Java prohibits it from occuring by forcing the next method to throw the ConcurrentModificationException if any state changes have been made to the object it is iterating over: i.e., we are modifying a collection class while concurrently iterating over it. This is accomplished in a surprisingly simple and efficient way (funny how those two properties often go together) by the iterator class. When this approach is used, the iterators are said to be fail-fast iterators.

On the SimpleQueue side:

  • Each SimpleQueue object stores another instance variable, named modCount: it represents the modification count of this queue and is initialized to 0 at construction.
  • Each mutator method in this class increments this instance variable.
On the SimpleQueueIterator side:
  • Each SimpleQueueIterator object stores another instance variable, named expectedModCount: it represents the modification count of the queue when THIS ITERATOR WAS CONSTRUCTED, so it is initialized to the modCount of its SimpleQueue object at construction.

  • Each call to next in this class first compares this stored value with the modCount value stored in the queue that it is iterating over; if they differ (the queue has been changed), it immediately throws ConcurrentModificationException.
In this way, if the expected modification count is not found, we know that the collection was modified after the iterator was constructed, so this iterator cannot continue to iterate over it.

Finally, if the remove method in the iterator successfully removes an element from the collection, no other iterator should be able to continue. This is accomplished by incrementing the modCount of the collection first, and then copying this new value into the expectedModCount of this iterator. Therefore, this iterator can continue (because it knows how to ensure that it still iterates over all the remaining values in the collection) but any other iterator is forced to throw ConcurrentModificationException.


Problem Set To ensure that you understand all the material in this lecture, please solve the the announced problems after you read the lecture.

If you get stumped on any problem, go back and read the relevant part of the lecture. If you still have questions, please get help from the Instructor, a TA, or any other student.

  1. Write a class named Constant that implements Iterator. Its constructor should be called with some object, and its next method should always return a reference to that same object, with hasNext always returning true.

  2. Write a class named Prime that implements Iterator, retuning only prime numbers. You may assume that the method public static boolean isPrime(int i) is defined in the Math class (it isn't, but assume it). Write a few reasonable constructors for this class.
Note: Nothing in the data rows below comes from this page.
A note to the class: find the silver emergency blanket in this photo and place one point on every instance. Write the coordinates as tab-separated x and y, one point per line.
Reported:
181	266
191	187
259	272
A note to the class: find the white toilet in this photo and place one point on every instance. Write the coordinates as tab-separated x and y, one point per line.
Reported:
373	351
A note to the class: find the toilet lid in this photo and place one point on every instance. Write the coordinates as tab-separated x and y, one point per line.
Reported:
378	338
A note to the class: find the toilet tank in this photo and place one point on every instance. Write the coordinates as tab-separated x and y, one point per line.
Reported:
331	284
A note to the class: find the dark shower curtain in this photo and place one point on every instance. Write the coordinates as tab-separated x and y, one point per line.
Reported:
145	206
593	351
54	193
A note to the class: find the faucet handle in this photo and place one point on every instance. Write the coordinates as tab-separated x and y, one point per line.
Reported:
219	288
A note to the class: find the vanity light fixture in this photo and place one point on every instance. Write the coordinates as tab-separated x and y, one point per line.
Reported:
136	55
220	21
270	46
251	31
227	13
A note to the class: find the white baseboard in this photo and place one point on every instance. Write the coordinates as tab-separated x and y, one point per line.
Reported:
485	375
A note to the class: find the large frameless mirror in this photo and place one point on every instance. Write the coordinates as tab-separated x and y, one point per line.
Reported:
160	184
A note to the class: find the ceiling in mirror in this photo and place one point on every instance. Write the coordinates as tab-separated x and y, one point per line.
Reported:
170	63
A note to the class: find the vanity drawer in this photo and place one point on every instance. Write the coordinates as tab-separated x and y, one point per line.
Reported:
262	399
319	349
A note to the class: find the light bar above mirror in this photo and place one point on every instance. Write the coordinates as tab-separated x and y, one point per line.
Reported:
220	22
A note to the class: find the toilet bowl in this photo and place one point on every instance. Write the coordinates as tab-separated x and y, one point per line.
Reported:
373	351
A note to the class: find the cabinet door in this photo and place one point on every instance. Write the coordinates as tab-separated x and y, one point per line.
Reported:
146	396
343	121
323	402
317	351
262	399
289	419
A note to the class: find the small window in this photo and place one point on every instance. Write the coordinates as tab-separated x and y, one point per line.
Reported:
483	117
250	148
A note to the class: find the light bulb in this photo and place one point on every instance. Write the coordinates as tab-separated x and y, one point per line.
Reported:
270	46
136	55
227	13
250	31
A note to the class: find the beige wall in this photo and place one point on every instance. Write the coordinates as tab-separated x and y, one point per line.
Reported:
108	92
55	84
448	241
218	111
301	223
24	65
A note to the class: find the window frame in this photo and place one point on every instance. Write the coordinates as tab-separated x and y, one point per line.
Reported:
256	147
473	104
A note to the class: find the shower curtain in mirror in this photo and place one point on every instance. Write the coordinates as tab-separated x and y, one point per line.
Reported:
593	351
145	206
  3. Write a class named Combine that implements Iterator. Its constructor should be called with two objects constructed from a class implementing Iterator, and an object constructed from a class implementing Combine2.
      public interface Combine2 {
        public Object combine2(Object o1, Object o2);
      }
    The hasNext method returns true when both of the iterators it stores have a next value; its next method combines the next values from each of the iterators it stores.

  4. What are the implications of defining the iterator method in SimpleQueue to be static.

  5. Write an inner class implementing iterators of SimpleStack.

  6. Devise a scheme whereby each mutator method in the SimpleQueue class detects if there is an iterator iterating over the object it is about to change, and throws the ConcurrentModificationException. Compare the efficiency of these two approaches to reportng this problem.